Gli haters di Lamine Yamal hanno toccato il picco durante il pallone d’oro (El Pais)

Per Elma Saiz, ministra spagnola dell’Inclusione il calcio può fare molto, a cominciare dall'uso del linguaggio

Yamal barcellona real madrid

Barcellona 30/04/2025 - Champions League / Barcellona-Inter / foto Imago/Image Sport nella foto: esultanza gol Lamine Yamal ONLY ITALY

C’è un filo che unisce la fine della Vuelta a España, i commenti velenosi contro Lamine Yamal dopo il Pallone d’Oro e le reazioni furiose alla flottiglia umanitaria diretta verso Gaza: l’odio. Un linguaggio tossico, che corre veloce tra social e spalti, e che trova nello sport — e nel calcio in particolare — un megafono tanto potente quanto pericoloso. È su questo terreno che è intervenuta  Elma Saiz, ministra spagnola dell’Inclusione, della Sicurezza Sociale e delle Migrazioni, ospite del World Football Summit di Madrid. Il suo messaggio è chiaro: il calcio può e deve essere uno strumento di educazione civile, non un detonatore di rancore. Ne scrive El Pais

Il record di messaggi di odio contro Lamine Yamal


«Il calcio può trasformare positivamente la nostra società», ha affermato Saiz. «Fenomeni nocivi come il razzismo e la xenofobia, che dividono e alimentano la disuguaglianza, devono essere contrastati sfruttando la grande cassa di risonanza del calcio». Non è un’utopia. Da quando il suo ministero ha siglato un accordo con LaLiga per monitorare i discorsi d’odio online, sono stati individuati oltre 680.000 commenti violenti o discriminatori. Solo a settembre, 68.000: picchi legati proprio a momenti di grande visibilità pubblica — il successo della Vuelta, le polemiche sul Pallone d’Oro e i messaggi anti-palestinesi dopo la missione della Global Sumud Flotilla diretta verso Gaza, poi bloccata dall’esercito israeliano. Tre episodi molto diversi, un medesimo sintomo. «È un linguaggio che si insinua ovunque — spiega Saiz — e che troppo a lungo abbiamo tollerato. Abbiamo lasciato spazio a una certa impunità. Ma lo sport non è un luogo dove tutto è permesso. Se nella vita reale non accetteremmo un insulto razzista dal parrucchiere, non possiamo accettarlo nemmeno in uno stadio.»
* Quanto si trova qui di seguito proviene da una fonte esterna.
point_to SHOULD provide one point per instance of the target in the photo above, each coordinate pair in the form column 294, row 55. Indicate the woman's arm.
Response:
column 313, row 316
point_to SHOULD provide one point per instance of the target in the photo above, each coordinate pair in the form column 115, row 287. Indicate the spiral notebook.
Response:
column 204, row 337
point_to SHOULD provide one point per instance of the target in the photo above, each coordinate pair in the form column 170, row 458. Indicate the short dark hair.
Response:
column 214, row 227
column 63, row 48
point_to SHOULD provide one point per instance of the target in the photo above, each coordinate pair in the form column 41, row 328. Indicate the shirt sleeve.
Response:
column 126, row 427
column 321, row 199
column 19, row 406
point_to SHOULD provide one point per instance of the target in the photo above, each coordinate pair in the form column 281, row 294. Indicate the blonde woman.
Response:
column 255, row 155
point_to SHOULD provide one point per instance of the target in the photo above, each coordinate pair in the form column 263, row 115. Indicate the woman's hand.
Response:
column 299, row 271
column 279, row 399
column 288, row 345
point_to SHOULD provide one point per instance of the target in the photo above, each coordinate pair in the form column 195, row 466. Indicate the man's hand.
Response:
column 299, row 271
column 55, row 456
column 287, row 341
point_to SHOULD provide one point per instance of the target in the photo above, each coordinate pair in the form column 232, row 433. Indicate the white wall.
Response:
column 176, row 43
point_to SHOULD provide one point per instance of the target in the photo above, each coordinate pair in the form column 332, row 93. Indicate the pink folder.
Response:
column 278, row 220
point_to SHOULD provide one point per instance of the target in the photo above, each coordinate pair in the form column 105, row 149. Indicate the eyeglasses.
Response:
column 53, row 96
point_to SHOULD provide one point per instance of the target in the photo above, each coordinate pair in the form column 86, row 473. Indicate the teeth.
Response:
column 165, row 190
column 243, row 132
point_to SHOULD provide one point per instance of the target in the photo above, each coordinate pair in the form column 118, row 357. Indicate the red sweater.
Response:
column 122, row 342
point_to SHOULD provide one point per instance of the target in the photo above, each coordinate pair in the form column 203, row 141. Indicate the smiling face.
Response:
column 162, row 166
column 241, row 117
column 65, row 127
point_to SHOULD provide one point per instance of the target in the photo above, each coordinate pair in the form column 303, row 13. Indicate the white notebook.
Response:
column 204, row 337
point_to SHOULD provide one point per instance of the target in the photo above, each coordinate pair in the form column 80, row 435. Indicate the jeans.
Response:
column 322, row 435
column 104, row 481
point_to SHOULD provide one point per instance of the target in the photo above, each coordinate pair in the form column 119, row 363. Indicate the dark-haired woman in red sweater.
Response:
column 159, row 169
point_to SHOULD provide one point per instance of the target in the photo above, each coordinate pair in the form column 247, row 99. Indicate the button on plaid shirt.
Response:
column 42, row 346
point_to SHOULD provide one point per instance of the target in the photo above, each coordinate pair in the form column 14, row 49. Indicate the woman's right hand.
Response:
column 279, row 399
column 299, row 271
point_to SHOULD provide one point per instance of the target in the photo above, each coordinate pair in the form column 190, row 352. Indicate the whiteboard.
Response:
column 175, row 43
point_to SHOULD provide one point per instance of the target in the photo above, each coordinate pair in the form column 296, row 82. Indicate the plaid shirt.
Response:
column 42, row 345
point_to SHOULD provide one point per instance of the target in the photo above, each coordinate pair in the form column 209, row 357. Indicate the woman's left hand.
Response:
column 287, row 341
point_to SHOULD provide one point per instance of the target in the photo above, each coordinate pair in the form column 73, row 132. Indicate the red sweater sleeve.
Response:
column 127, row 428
Condannati gli autori degli insulti a Vinicius jr

Lo scorso giugno tre tifosi del Valencia sono stati condannati a otto mesi di carcere per gli insulti razzisti a Vinicius Jr. Un precedente che segna una svolta: la fine della «normalità» dell’odio calcistico. Ma per Saiz non bastano le sanzioni. Serve una pedagogia sociale, un’alleanza fra media, piattaforme e istituzioni. E serve, soprattutto, il coraggio dei protagonisti. «Molti calciatori sono fari per i giovani. Quando Mbappé racconta le discriminazioni subite, mostra che si può essere campioni anche nella coscienza sociale.» Il discorso si allarga anche all’omofobia: nel calcio maschile regna ancora il silenzio, mentre in quello femminile molte atlete hanno scelto la visibilità come gesto politico. «È pericoloso lasciare spazio a messaggi che negano la differenza e perseguitano la diversità. Lo sport deve essere inclusivo, o non è sport.»